Monday, September 18, 2006

QCQP craziness

I'm trying to demo a CCA program that uses a QCQP optimizer as opposed to using the spectral method typically used to solve the problem. I'm doing this to try and see if the two methods yield equivalent or at least similar solutions. I have run into problems with the QCQP however, as the the program depends on matrices which are not positive semidefinite. Mathematically, the program is to minimize

-w'Sw
s.t.
w'Xw - 1 < 0 w'Yw - 1 < 0 where the matrices S, X, Y are S = [ 0 X'Y
Y'X 0 ]

X = [ X'X 0
0 0 ]

and

Y = [ 0 0
0 Y'Y ]


and X'X, Y'Y, X'Y, Y'X are covariance matrices between data of different views.


S is symmetric, but it is not generally positive semidefinite (PSD) as its eigenvalues are not non-negative. In fact, the way S is set up, it always has both positive and negative eigenvalues. The problem with this is that is S is not PSD then the optimization problem is not convex, so the QCQP will not solve the problem.

I'm not exactly sure how to resolve this issue. There should be some way of couching the problem in such a manner that it becomes convex.

Thoughts:

  • The spectral method requires solving a generalized eigenvalue problem of the form Ax = cBx. This problem has 2d eigenvalues: corresponding positive and negative values. This is itself another optimization problem, the largest eigenvalue problem, which can be posed as an optimization problem itself. (I think the largest eigenvalue problem is an SDP though. )

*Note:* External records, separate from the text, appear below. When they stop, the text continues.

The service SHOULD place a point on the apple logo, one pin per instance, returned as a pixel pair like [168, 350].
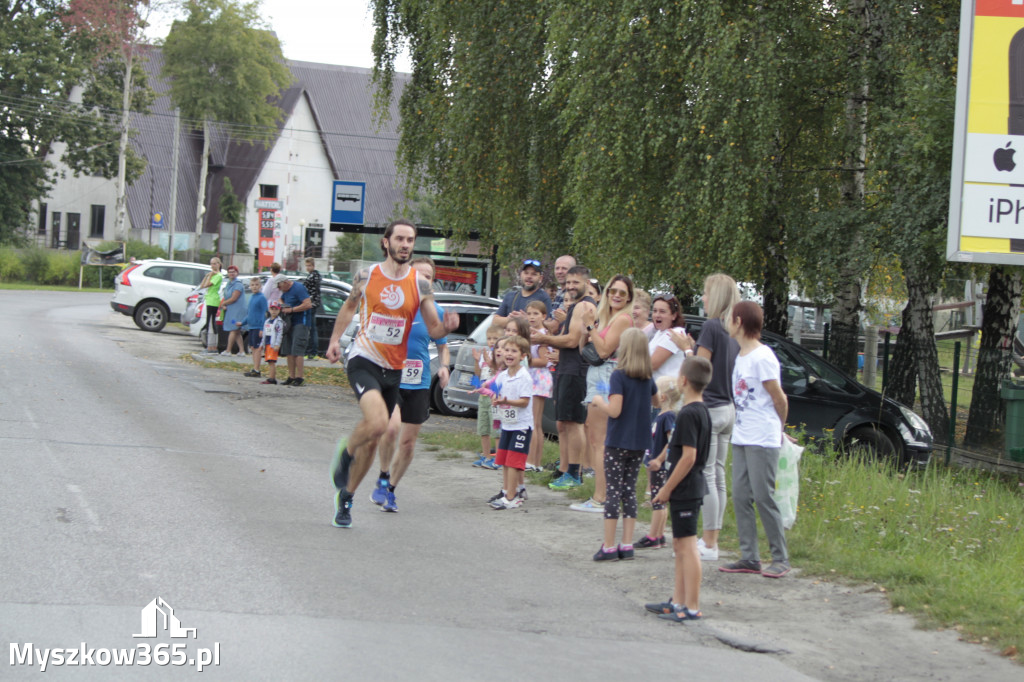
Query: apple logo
[1004, 159]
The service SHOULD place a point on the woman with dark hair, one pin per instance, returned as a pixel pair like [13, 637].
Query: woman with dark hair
[666, 356]
[604, 329]
[757, 440]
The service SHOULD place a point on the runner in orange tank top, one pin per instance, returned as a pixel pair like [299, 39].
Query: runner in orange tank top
[386, 296]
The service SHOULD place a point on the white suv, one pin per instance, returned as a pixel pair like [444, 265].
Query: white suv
[154, 292]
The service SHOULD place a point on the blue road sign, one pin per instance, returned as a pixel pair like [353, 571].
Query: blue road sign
[347, 202]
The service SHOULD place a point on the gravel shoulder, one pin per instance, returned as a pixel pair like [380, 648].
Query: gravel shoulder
[824, 629]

  • Another option is to skip the QCQP and go directly to formulating an SDP problem.

  • I have a feeling that I could spend a lot of time on the QCQP, and if it is actually impossible to formulate the problem as such then I'd be wasting a lot of time. This seems like the type of issue that Gert or another grad student may have some valuable insight on.